Y por suerte empezó por la isla más cercana, donde
estaba precisamente el árbol que buscaba. Pero él no lo sabía, y sus servidores
comenzaron por preguntar a todos los pobladores si conocían la planta de donde
había salido esa hoja. Cuando veían y tocaban la hoja, todos parecían tan
asombrados como el mismo rey.
-Hay siete hermanas que viven muy cerca del bosque
-les dijo un campesino. Si ellas nunca vieron ese árbol, es que nadie lo vio.
Así llegó la comitiva real hasta la cabaña donde
vivían las siete hermanas. Todas salieron muy emocionadas a ver qué deseaba de
ellas el rey de todas las islas. Todas, menos Mariquita que, como siempre a esa
hora, estaba durmiendo, agotada por su duro trabajo.
-Qué pena -dijo la mayor, cuando vio la hoja. Nunca vimos
hojas así, ni sabemos de qué árbol vienen.
-Qué pena -repitieron las otras cinco.
Lo que más pena les daba era que el rey hubiera
llegado hasta allí solo para preguntarles por un árbol que no existía, en lugar
de interesarse por ellas.
-Ese árbol no existe -dijo la mayor. O por lo menos, no
en esta isla. Nadie vive tan cerca del bosque como nosotras. Si nunca lo hemos
visto, es que no es de aquí.
-No existe -repitieron las otras cinco.
Pero el rey no se daba por satisfecho tan fácilmente.
-Me dijeron que ustedes son siete hermanas. ¿Dónde
está la séptima?
Ah, sí, Mariquita -dijo la mayor. Está en casa,
durmiendo. Esa chica no sirve para nada, mas que para juntar leña.

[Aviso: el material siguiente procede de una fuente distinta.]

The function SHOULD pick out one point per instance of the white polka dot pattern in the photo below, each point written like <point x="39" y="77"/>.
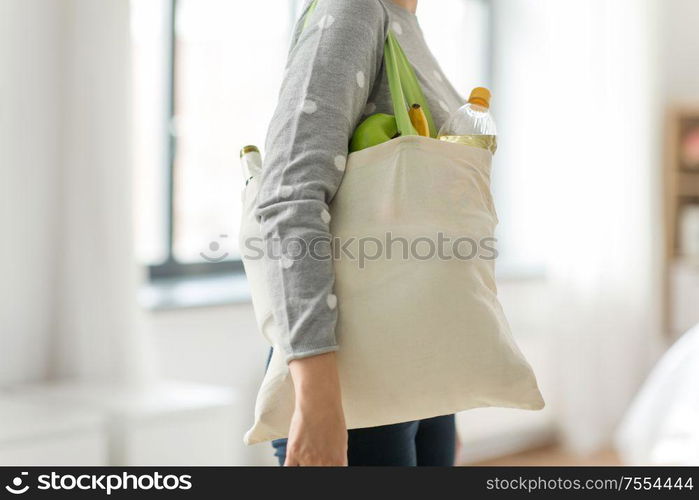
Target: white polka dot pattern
<point x="332" y="301"/>
<point x="340" y="162"/>
<point x="326" y="21"/>
<point x="286" y="191"/>
<point x="360" y="79"/>
<point x="309" y="107"/>
<point x="325" y="216"/>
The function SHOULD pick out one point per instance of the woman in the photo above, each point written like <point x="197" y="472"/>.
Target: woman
<point x="335" y="77"/>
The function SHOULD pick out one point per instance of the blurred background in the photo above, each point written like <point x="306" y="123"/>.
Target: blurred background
<point x="126" y="330"/>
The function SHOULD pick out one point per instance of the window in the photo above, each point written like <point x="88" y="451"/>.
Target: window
<point x="206" y="78"/>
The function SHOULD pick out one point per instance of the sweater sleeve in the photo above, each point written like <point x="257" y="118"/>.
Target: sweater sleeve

Cuando no
está medio dormida, es que está dormida del todo.
-Entonces quizás haya visto el árbol en sus sueños
-dijo el rey. Quiero hablar también con ella.
Uno de los servidores del rey entró a la cabaña para
despertar a Mariquita. Frotándose los ojos, la muchachita se acercó muy sorprendida
a la comitiva real. Pero cuando vio la hoja, sonrió feliz.
-¡Claro que sé de dónde salió! Seguidme y os llevaré
hasta allí.
Mariquita guió al rey y a sus servidores hasta el
árbol que había crecido de las espinas de su pececito amigo. El rey no tuvo que
acercarse para darse cuenta de que ese era el árbol que buscaba... y no era un
árbol común. El enorme gigante del bosque se inclinó como si le estuviera
haciendo una reverencia a la frágil muchachita, que se abrazó a sus ramas y
arrancó unas flores y frutos para regalarle al rey.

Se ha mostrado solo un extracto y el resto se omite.